Initial Treatment: Had not performed acupuncture on this patient before, and also did not know if she had an acupuncture history, so I focused on calming points for today’s session. I placed GB-21, LI-16, and Bai Hui. She began to relax deeply and settled into her acupuncture points. I continued on to target trigger points and areas of tension (LU-1, BL-11, BL-13, triceps trigger point, BL-21, BL-23, BL-25, Dr. Holt’s BL-26, BL-27, the hip triad (GB-29, BL-54, GB-30), ST-36, and BL-36. She was mildly reactive with the limb needles, so I decided to avoid placing any more distal needles on our first appointment. This appointment consisted of dry needling (do not yet have laser or electroacupuncture). This patient would be a great candidate for laser, and I would target her back, as well as her right forelimb, from proximal scapula down to carpus).
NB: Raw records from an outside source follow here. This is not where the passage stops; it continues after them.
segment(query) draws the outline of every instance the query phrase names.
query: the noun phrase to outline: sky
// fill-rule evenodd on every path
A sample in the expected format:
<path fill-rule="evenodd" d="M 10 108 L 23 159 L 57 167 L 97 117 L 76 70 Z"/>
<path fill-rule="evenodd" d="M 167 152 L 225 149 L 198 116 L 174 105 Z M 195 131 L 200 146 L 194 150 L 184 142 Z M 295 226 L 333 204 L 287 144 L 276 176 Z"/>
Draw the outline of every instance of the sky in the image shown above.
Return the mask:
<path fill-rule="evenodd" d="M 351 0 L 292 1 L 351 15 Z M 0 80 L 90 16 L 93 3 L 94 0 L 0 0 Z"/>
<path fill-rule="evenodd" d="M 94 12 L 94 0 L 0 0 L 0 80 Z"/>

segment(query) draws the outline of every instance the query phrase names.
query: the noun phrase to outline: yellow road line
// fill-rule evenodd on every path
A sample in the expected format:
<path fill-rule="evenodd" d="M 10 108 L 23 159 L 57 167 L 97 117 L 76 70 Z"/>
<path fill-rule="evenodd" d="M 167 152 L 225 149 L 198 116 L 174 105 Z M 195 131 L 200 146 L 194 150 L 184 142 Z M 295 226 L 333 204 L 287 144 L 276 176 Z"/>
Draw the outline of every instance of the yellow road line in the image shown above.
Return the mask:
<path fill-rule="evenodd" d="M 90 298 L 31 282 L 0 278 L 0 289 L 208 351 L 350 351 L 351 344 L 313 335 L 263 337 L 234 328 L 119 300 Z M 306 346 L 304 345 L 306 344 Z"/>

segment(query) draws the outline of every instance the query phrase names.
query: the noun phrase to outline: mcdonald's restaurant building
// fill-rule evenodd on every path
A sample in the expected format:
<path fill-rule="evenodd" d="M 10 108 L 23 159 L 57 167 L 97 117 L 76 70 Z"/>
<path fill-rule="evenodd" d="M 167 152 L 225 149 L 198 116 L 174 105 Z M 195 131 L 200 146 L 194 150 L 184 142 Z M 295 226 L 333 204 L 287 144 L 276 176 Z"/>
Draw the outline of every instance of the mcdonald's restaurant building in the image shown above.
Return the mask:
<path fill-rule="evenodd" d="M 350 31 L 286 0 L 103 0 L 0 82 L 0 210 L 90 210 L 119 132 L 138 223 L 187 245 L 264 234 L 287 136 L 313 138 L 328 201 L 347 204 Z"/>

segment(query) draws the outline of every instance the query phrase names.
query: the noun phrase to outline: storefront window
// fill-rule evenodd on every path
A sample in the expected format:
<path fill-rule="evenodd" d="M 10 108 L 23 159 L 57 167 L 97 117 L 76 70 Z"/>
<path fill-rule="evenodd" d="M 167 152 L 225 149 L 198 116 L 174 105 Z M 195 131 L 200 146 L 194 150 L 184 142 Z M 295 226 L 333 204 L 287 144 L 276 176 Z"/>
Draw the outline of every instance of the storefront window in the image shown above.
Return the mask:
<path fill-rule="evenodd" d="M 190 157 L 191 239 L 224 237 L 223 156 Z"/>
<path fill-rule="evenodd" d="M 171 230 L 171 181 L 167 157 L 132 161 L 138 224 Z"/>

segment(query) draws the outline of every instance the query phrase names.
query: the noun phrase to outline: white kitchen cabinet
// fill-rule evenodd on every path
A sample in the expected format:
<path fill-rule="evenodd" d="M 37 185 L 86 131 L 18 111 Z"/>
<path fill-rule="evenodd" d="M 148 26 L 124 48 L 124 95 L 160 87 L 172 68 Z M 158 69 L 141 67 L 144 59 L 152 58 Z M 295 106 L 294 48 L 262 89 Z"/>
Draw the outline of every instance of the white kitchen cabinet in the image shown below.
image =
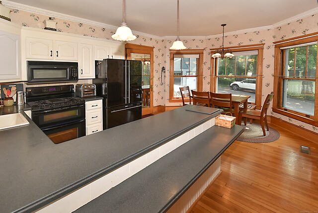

Second treatment: Patient was accepting of needles and proceeded to place similar needles, including GB-21, LI-16, BL-11, BL-13, SI-12, SI-13, SI-9, LU-1, ST-7, inner bladder line, hip triad, BL-36, BL-37. She stomped out distal limb points. Would love to use some electroacupuncture, but do not have equipment yet.
Outcomes, Discussions, and References
Over the two-week period the client described the lameness as improving, but not resolved. Patient did not receive any other treatment during this period, and continued with her normal schedule (stalled at night, and outdoor paddock during the day). Suspect that acupuncture helped her relieve the tight, proximal muscle components of her lameness, but did not address the distal limb component of the lameness. Plan is to continue with acupuncture treatments, and at our next appointment we will assess saddle fit (did not have correct blankets at last appointment, client opted to wait until she had all of her normal gear). Will continue to assess patient under saddle for a brief period prior to treatment. The primary veterinarian on the case is now treating for white line disease with a recommended ferrier. Radiographs do not show any rotation of the distal phalanx. Literature recommends acupuncture for diagnosis and control of distal limb pain (Xie, 2011), to specifically address hoof and heel pain. Recommendations include PC-1 and LI-18, with more information gathered from BL-13/BL-15, and BL-25/BL-27 (these points may associate with medial/lateral pain). White line disease can progress into palmar rotation of the distal phalynx due to hoof wall separation, so serial monitoring of lameness and hoof pain are important (O’Grady, 2011). Treatment includes the tincture of time, with pain management being an important component for appropriate biomechanics to allow for healing.
O’Grady, S. E. 2011. A fresh look at white line disease. Equine Veterinary Education; 23(10):517-522.
Xie, H. 2011. Acupuncture for laminitis and navicular syndrome in horses. Australian Veterinary Conference Proceedings.